Malgré leur nature horrible, ce sont les conditions mêmes qui apportent des expériences transformationnelles à certaines personnes. Comment venir?
Dépouillés de tout ce qui nous est cher, si nous pouvons nous soumettre à l'inévitable plutôt que de résister à l'inévitable, nous pouvons être forcés – par les circonstances de ne plus avoir d'autre chose – à entrer en contact avec notre vrai moi; pour entrer en contact, pourrions-nous dire, avec nos âmes. Quand tout ce que nous essayons de retenir nous est enlevé, il nous reste encore quelque chose, quelque chose de vrai et de pur. Nous sommes laissés dans le présent, moment par moment, avec une conscience consciente: avec la sensation physique, avec le sentiment émotionnel, et avec les pouvoirs de la pensée, de l'imagination et de la créativité. Grâce à une conscience spirituelle, nous pouvons nous retrouver avec une source de calme, de courage, d'inspiration et d'espoir.
Frankl rapporte, de façon surprenante, que les hommes dans la douche se moquaient d'eux-mêmes et des autres. Il y a un indice ici. Dépouillé complètement nu, l'esprit humain peut encore briller avec une force et une résilience remarquables. Les rires procuraient non seulement un soulagement important, mais aussi un lien entre ces malheureux. S'aider les uns les autres a continué à donner un sens à une existence par ailleurs insensée au cours des semaines et des mois de travail acharné, de privation et de cruauté.
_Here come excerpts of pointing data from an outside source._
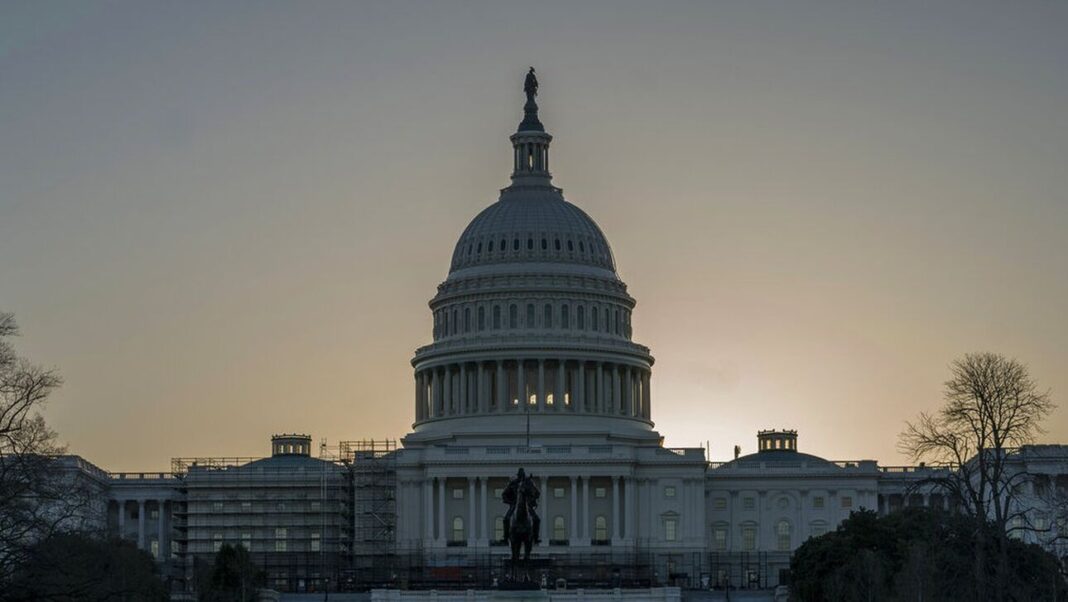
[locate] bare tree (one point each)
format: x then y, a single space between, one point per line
992 407
42 492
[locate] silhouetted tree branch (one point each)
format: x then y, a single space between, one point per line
992 406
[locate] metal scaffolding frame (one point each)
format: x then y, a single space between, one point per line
373 463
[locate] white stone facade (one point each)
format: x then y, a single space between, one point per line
531 364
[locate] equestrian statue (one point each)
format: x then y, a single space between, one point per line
521 523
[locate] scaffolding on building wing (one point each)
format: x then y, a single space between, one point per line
374 508
294 517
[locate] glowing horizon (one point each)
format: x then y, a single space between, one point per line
224 222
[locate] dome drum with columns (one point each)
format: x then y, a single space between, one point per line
532 312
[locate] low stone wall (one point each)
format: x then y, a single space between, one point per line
650 595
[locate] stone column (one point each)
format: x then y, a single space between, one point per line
502 386
546 517
159 535
462 406
616 393
481 396
582 386
140 524
448 398
560 394
599 390
441 509
482 520
540 385
435 393
574 519
616 523
585 509
646 396
521 382
471 517
428 510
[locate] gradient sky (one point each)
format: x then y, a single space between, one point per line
221 220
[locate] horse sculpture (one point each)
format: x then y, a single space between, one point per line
521 529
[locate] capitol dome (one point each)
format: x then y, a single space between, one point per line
532 327
535 226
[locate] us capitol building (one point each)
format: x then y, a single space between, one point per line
532 364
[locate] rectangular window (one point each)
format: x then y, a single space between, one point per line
671 529
749 538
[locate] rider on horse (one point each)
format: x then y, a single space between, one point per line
531 494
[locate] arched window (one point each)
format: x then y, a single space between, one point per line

Aussi, lors de cette première soirée dans le camp, Frankl a fait un choix ferme et délibéré de ne pas se suicider. Il a choisi la vie. En réponse à cette question centrale, posée par Hamlet de Shakespeare, Frankl a décidé de «l'être».
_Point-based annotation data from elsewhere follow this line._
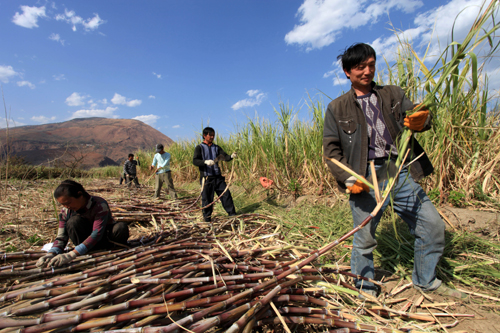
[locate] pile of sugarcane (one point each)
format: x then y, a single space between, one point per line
183 277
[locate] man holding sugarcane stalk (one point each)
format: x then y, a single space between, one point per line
362 127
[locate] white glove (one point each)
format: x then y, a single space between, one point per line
62 259
43 260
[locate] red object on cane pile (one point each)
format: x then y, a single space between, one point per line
265 182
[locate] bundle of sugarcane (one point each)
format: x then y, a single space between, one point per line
196 280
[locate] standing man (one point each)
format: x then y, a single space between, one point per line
363 125
130 171
206 157
163 175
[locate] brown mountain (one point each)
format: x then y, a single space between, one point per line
85 142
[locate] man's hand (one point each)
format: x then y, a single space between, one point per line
62 259
43 260
356 186
416 121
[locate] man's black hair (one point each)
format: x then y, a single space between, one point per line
208 130
70 188
356 54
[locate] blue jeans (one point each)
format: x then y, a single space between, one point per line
412 204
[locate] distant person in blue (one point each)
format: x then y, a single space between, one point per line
130 171
161 161
206 157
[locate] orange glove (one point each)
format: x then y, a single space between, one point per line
357 185
416 121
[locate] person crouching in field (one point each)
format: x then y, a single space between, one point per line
87 221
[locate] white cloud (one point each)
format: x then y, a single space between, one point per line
122 100
105 113
321 22
7 72
25 83
75 99
59 77
56 38
29 17
70 17
149 119
42 119
256 97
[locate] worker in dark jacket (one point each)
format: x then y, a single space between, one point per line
87 221
206 157
361 126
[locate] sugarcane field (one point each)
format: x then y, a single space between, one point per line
379 212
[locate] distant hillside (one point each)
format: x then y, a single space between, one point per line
89 141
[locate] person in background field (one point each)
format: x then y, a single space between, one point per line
130 171
362 125
206 157
163 175
87 221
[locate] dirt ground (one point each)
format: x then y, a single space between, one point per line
28 221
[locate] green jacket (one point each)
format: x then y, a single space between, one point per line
345 134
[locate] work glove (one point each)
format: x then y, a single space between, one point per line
416 121
43 260
62 259
356 186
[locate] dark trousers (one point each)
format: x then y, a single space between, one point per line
216 184
79 228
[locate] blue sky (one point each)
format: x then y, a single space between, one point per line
179 64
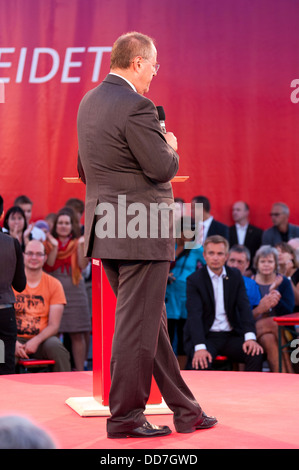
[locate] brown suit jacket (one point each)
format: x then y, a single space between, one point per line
123 152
Plus tard, quand tout espoir de leur réunion s'est évanoui, Frankl a expérimenté une vision de sa femme (qui, comme il craignait, était déjà mort), et a été pétrifiée par la pensée que, pour tout le monde, l'amour est le but ultime nous pouvons aspirer. L'amour réciproque entre le couple s'était développé pour lui en un amour universel pour l'humanité et la création. De cette expérience profondément personnelle, il pouvait dire: «J'ai compris comment un homme qui n'a plus rien dans le monde peut connaître la félicité.» (Frankl, Man's Search for Meaning , page 49).
Frankl survécut à la guerre, vivant plus de 50 années fructueuses, mourant à l'âge de 92 ans en septembre 1997. Sa logothérapie et son histoire personnelle font écho à de nombreux thèmes spirituels: la recherche du sens et du but dans la vie, la découverte du salut par l'amour, et l'expérience de ne rien avoir et de trouver la félicité.
La vie de Frankl nous dit aussi qu'une caractéristique importante met les métamorphes à l' écart des autres; de personnes qui éprouvent et endurent la souffrance sans être transformées; est une attitude d'acceptation.
Que ce soit par la sagesse – en voyant qu'ils n'ont pas d'autre choix – ou par l'épuisement émotionnel et physique, rendant impossible une résistance continue, ils acquiescent et se soumettent à leur situation changée et aux pertes globales qu'ils entraînent. Comme Viktor Frankl, ils choisissent la vie. Ou, comme certains shifters décrivent l'expérience, c'est comme si la vie elle-même les choisit.